Lt. Gen. West said, "The delivery of safe healthcare to our beneficiaries, whether they receive that care in our health readiness platforms or on the battlefield, is our core mission."

"Ensuring that the care we provide is consistently the safest we can possibly deliver must be the daily focus of all that we do as a healthcare system, leaders, care delivery teams and individuals," added West.

The RESET deploys on order by the Deputy Commanding General - Operations or when requested by Regional Health Command and Military Treatment Facility commanders to assist Regional Health Commands and medical/dental treatment facilities to reveal causal factors and identify root causes, and develop recommendations for future actions to share knowledge across Army Medicine and the Military Health System. It is a resource for medical commanders supporting the study of adverse patient safety problems, development of solutions, and dissemination of best practices and lessons learned across the Army Medical Department.

The RESET team is comprised of experts in relevant clinical subject matter, occupational and patient safety, root cause analysis, health risk communication, and human systems integration. Upon request by a Medical Treatment Facility Commander and approval of the Army Surgeon General, the RESET team deploys to the location within a week or so to perform a detailed root cause analysis though the lens of clinical and human systems performance.

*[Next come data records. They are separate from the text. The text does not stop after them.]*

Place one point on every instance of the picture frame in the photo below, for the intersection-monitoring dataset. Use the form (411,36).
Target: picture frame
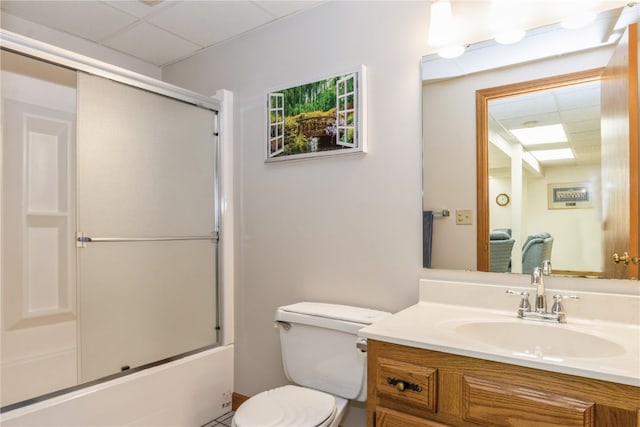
(317,118)
(576,195)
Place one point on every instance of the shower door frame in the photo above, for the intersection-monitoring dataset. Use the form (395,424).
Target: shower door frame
(222,188)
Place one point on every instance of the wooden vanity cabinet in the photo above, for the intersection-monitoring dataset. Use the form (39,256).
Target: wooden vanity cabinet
(412,387)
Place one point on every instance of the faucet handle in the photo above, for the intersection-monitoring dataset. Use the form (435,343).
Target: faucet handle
(557,307)
(525,305)
(546,267)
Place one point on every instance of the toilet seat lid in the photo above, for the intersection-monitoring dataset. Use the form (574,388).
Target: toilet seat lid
(289,405)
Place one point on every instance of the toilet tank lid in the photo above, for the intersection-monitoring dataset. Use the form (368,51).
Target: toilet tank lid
(322,314)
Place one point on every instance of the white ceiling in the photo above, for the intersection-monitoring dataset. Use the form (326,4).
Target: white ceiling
(577,108)
(158,32)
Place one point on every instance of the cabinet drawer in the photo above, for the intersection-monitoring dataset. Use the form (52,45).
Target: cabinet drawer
(405,384)
(389,418)
(501,404)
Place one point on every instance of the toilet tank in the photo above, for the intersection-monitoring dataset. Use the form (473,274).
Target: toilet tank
(319,350)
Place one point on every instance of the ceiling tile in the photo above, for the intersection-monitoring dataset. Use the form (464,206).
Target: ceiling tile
(141,9)
(151,44)
(209,22)
(87,19)
(283,8)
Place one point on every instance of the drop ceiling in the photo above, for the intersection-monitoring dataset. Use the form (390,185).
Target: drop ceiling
(576,107)
(159,32)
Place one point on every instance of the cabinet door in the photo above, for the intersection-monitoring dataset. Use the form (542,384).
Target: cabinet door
(389,418)
(497,403)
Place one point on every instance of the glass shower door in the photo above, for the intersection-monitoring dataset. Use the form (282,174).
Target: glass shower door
(146,227)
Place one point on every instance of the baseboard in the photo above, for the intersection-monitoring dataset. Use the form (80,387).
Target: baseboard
(237,399)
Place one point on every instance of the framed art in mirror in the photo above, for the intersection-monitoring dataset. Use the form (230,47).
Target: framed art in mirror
(569,196)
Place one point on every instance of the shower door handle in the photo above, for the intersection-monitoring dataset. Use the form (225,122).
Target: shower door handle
(82,240)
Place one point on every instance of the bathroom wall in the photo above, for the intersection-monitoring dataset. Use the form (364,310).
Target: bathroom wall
(341,229)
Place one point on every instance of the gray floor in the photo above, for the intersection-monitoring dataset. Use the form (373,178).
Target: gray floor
(223,421)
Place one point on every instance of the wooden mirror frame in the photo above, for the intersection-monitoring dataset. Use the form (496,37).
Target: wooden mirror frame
(483,97)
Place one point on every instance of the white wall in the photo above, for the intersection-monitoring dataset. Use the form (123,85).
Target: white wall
(449,135)
(569,251)
(342,229)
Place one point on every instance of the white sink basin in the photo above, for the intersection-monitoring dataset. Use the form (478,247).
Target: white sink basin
(539,340)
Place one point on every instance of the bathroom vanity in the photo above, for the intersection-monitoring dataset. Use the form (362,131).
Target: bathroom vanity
(440,363)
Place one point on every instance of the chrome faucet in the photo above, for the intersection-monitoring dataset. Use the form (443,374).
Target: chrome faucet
(539,311)
(537,279)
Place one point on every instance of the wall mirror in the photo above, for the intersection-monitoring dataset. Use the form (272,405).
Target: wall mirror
(100,277)
(518,197)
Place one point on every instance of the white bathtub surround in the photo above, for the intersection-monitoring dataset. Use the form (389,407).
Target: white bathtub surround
(446,308)
(187,392)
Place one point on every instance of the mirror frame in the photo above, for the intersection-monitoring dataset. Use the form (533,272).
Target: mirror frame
(483,96)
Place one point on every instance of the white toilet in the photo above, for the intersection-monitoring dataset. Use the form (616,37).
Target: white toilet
(320,354)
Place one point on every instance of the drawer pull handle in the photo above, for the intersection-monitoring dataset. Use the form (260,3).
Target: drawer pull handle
(403,385)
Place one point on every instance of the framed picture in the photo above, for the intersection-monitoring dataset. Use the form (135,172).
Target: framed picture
(569,196)
(322,117)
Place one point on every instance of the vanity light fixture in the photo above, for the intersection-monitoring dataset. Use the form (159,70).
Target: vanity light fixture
(556,154)
(537,135)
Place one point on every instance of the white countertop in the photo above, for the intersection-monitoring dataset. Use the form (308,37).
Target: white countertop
(432,326)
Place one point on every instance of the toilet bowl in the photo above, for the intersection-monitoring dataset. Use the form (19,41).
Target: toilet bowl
(320,357)
(291,405)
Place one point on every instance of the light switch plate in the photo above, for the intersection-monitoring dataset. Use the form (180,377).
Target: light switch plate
(464,216)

Some of the top root causes they've discovered to date include, but are not limited to; communication, personnel turnover, standards, policies, admin controls, work direction, supervision during work and crew teamwork.

Compared to U.S. civilian healthcare facilities, most of which do not report sentinel type events, Army medical facilities report them in an effort to be transparent and improve patient safety and quality care. This is just one example of how Army Medicine is striving to become a High Reliability Organization (HRO).